Opinion
No. 48182.
June 30, 1966.
APPEAL FROM NINETEENTH JUDICIAL DISTRICT COURT, PARISH OF EAST BATON ROUGE, STATE OF LOUISIANA, HONORABLE FRED A. BLANCHE, JR., J.
Jack P.F. Gremillion, Atty. Gen., Harry Fuller, 2nd Asst. Atty. Gen., Willie D. Maynor, Special Counsel to the Atty. Gen., William O. Bonin, Ray F. Mestayer, Knowles M. Tucker, New Iberia, for defendants-appellants.
Domengeaux Wright, James Domengeaux, Lafayette, Kleinpeter Barnett, Robert L. Kleinpeter, Baton Rouge, for plaintiffs-appellees.
ON MOTION TO DISMISS.
The eleven plaintiffs herein, who are residents of the Parish of Lafayette, instituted this proceeding to enjoin the State Board of Education and its individual members from carrying out a resolution of such board which approved the establishment in New Iberia (Iberia Parish) of an educational center or branch of the University of Southwestern Louisiana (located in Lafayette Parish).
The district court held that the resolution of the board contravened Article IV, Section 14 of the Constitution of Louisiana which prohibits the establishment of an educational institution except on the approving vote of two-thirds of the members of each house of the Legislature (this was not obtained). Accordingly the court issued a permanent injunction as prayed for.
Thereafter the defendants perfected an appeal to this court.
The case is presently before us on plaintiffs' motion to dismiss the appeal, it being alleged therein that this court lacks appellate jurisdiction of the matter.

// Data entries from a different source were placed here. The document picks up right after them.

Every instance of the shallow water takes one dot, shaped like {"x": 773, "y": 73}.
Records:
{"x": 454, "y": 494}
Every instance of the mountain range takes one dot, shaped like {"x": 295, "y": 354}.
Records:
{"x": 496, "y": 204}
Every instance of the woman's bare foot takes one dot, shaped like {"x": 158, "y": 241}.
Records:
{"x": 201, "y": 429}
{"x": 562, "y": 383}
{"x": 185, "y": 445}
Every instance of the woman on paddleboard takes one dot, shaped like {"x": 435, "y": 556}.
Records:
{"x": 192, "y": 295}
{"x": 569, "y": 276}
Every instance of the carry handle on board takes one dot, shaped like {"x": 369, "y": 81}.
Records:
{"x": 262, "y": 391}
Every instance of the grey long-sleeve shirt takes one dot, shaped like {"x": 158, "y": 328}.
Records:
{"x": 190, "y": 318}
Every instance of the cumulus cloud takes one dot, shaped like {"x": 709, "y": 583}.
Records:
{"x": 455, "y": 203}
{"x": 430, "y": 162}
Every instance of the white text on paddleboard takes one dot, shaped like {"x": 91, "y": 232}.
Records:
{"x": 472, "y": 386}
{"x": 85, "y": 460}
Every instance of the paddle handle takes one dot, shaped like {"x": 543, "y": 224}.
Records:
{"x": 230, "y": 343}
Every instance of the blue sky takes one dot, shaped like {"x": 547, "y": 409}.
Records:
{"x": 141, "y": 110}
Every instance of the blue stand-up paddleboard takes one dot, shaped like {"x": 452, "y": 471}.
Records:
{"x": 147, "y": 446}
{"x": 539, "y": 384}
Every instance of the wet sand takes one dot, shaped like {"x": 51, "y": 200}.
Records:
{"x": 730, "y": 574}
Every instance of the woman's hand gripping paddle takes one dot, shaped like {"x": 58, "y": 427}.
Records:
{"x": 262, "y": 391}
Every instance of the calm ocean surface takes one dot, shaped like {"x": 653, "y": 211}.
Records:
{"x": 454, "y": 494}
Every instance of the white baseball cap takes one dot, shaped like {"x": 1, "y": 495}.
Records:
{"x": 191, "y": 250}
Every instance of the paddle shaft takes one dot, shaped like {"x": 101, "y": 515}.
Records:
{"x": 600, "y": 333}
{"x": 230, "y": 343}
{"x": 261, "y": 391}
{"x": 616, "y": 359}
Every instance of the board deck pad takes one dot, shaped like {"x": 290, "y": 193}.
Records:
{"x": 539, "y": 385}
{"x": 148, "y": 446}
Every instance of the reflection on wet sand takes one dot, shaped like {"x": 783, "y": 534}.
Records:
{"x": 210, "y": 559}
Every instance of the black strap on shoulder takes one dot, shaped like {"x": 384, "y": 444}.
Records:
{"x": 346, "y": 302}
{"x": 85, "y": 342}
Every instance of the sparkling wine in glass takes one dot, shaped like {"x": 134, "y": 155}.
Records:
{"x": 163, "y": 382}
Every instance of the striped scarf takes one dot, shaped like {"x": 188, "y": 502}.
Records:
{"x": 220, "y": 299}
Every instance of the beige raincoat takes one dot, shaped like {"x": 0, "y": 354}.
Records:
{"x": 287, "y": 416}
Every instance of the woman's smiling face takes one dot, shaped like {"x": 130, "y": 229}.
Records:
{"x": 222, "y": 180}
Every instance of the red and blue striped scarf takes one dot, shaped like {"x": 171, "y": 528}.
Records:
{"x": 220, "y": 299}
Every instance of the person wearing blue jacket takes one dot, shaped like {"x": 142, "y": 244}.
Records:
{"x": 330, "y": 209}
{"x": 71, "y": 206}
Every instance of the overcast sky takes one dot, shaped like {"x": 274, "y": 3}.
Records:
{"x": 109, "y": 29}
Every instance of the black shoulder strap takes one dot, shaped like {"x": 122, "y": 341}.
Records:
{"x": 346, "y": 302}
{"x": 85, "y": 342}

A determination of the issue presented by the motion depends on the interpretation to be placed on the following pertinent, underscored, portion of Article VII, Section 10 of the Louisiana Constitution (as amended): "The following cases only shall be appealable to the Supreme Court:
"(1) * * *
"(2) Cases in which an ordinance of a parish, municipal corporation, board or subdivision of the state, or a law of this state has been declared unconstitutional." (Italics ours.)
Movers urge that the "resolution" of the State Board of Education, which has been declared unconstitutional herein, is not an "ordinance" and, hence, this court is not vested with jurisdiction of the appeal.
Several cases in our jurisprudence have been cited by the respective litigants concerning the meaning of the term "ordinance" but none is precisely in point, an interpretation by our courts of the constitutional provision in question not having been required previously.
However, we did point out in Chapman et al. v. Bordelon, 242 La. 637, 138 So.2d 1 that "Generally the word `ordinance' is understood to mean a legislative act of a municipality, * * *. This is not necessarily so in all cases, however, for * * * `ordinance' is often used as a generic term which encompasses all of the acts of a municipal board or council whether administrative or legislative in nature. * * * Thus it will be seen that the word `ordinance' can have a very broad or quite a narrow meaning; that it can refer to all of the legislative enactments of a municipality, such as motions, resolutions, decrees, laws, etc., or can simply mean a permanent rule of action commonly known as a law." (While the author of this opinion dissented from the conclusion reached by the majority in Chapman v. Bordelon, supra, his dissent was not because of a disapproval of the observations of the majority opinion just quoted. Rather, it was due to his view that a consideration of all of the provisions of the statute there being interpreted would disclose an intent that the term "ordinance" was to be used in its narrow sense.)
In McQuillian, The Law of Municipal Corporations, Volume 5, Section 15.08, pages 71-73 it is said: "Sometimes, however, the word `ordinance' is used interchangeably with the words `by-laws', resolutions', `regulations', `orders', etc." And further: "`Resolution' is said to be only a less solemn or less usual form of an ordinance. `It is an ordinance still if it is anything intended to regulate any of the affairs of the corporation,' and if it is in substance and effect an ordinance. While there are in some instances and for some purposes, fundamental distinctions between a resolution and an ordinance, there is no such broad distinction between a resolution and other acts of an administrative or quasi-legislative board. Almost any one of these acts not required to be ordinance may be in the form of a resolution."
In our opinion the term "ordinance", as it appears in the aforequoted constitutional provision regulating our appellate jurisdiction with respect to a board of this state, is used in its broad and general sense, rather than in a restricted one; and that it refers to and includes "resolutions" of a state board. Our primary reason for this conclusion is that we know of no way in which such a board acts and functions except by resolutions. Should we apply the narrow meaning to the term "ordinance" herein we would render the constitutional provision meaningless with respect to boards and other subdivisions of the state which act only through and by resolutions.
For the reasons assigned the motion to dismiss the appeal is denied.